Another significant concern is the impact on information sharing. If businesses are legally stopped from making ransomware payments, they may choose to mislabel such attacks, or avoid reporting ransomware incidents altogether to avoid scrutiny or potential penalties, allowing them the flexibility to recover as they wish.
This could have severe consequences for cybersecurity intelligence. Reduced reporting means a lack of visibility into attack patterns, techniques and emerging threats, which could inadvertently benefit cybercriminals in the long run.
Bypassing the ban, however, does not come without risk. Secretly paying a ransom may lead to a black market where attackers threaten to expose victims who pay in secret.
Organizations could face extortion not just for data access but also over the payment. This complexity could lead firms into worse financial situations, all in their attempts to restore their service in the most effective manner.
A rigid stance against payment may be ideal in theory, but in practice, organizations would be likely to clamor for the flexibility to respond to complex and evolving cyber threats as they see fit, to manage the needs of their customers and sustain their business.
A Possible Shift in Cybercriminal Tactics
One further potential consequence of the ban could be to shift attackers focus away from companies, and towards individuals, particularly high-profile business leaders, or politicians, who would sit outside of the regulation.
This shift in tactic could result in a new wave of ransomware attacks targeting personal devices and data, which could be just as damaging and challenging to manage.
The Need for a Pragmatic Approach
While the intent behind a ransomware ban is clear, removing this option completely is a complex task with many drawbacks and risks. It’s evident we need a pragmatic path forward that can balance the risk while also embracing the flexibility that firms will need.
One proposal is that the bill should strongly dissuade firms and their insurers from paying ransomware demands but provide a controlled path for payment in exceptional circumstances.
Reporting ransomware attacks to an appropriate authority, even if no payment is made, should be mandatory. This will allow for comprehensive tracking and analysis of such incidents, contributing to a better understanding of the threat landscape.
If a firm wished to pay a ransom, this could be permitted but only with the express approval of the UK government. This would keep track of the payments and provide oversight on regular victims who would benefit from resilience improvements.
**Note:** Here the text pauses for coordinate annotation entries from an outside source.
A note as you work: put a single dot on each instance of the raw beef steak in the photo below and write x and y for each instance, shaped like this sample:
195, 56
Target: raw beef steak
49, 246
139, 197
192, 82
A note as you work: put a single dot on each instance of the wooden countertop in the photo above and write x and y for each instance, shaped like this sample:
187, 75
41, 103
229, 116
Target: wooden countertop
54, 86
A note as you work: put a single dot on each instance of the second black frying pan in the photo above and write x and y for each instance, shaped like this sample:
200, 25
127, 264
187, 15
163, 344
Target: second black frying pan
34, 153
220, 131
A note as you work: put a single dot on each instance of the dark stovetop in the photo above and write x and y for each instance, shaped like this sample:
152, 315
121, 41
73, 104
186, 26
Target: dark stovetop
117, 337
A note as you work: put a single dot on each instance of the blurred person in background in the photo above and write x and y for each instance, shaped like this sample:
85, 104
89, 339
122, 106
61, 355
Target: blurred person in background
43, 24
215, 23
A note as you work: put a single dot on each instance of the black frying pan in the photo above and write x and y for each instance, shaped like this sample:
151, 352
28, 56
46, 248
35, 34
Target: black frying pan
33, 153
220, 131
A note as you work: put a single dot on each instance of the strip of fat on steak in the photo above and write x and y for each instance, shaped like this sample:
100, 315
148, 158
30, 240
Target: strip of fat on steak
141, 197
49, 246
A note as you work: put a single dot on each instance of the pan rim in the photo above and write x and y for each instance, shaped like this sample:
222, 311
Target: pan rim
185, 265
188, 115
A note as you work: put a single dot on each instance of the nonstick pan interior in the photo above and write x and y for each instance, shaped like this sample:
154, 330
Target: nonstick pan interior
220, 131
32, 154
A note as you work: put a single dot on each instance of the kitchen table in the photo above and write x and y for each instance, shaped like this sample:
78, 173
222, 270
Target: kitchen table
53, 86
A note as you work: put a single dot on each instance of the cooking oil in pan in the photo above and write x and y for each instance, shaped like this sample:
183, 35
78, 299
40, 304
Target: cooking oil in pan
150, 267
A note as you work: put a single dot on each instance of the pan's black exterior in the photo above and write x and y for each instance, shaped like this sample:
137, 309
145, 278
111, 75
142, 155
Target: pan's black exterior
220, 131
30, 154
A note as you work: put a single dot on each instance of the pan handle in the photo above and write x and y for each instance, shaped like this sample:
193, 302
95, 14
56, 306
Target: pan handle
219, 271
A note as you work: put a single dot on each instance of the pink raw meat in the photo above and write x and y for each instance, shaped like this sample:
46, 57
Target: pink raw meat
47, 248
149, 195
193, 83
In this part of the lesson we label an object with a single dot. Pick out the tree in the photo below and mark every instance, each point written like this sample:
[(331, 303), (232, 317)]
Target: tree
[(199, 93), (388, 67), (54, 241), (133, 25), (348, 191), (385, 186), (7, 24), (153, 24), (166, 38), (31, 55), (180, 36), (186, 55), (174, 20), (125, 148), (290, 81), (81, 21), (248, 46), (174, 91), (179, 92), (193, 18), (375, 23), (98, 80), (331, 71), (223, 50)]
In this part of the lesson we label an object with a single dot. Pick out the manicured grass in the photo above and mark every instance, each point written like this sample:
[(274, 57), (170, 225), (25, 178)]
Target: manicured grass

Instead of putting organizations in a position where they have to choose between violating the policy or risk their business failing, the emphasis should be on identifying and reporting cyber threats, supported with flexible policies and a clear government mandate around reporting protocol.
Organizations must also prioritize preparing their people. Staff should be given awareness training and education on a regular basis to keep up with ever emerging threats. This will ensure businesses can mitigate risk, and ensure that when an attack happens, they can respond appropriately to minimize impact.
Conclusion
The government's proposed ban on ransomware payments by public sector and critical infrastructure is a proactive measure aimed at curbing the financial motivations behind cyber-attacks.
However, it presents significant challenges that must be addressed first. By providing the necessary support, guidance and training, organizations can be better prepared to respond to the ongoing threat of ransomware.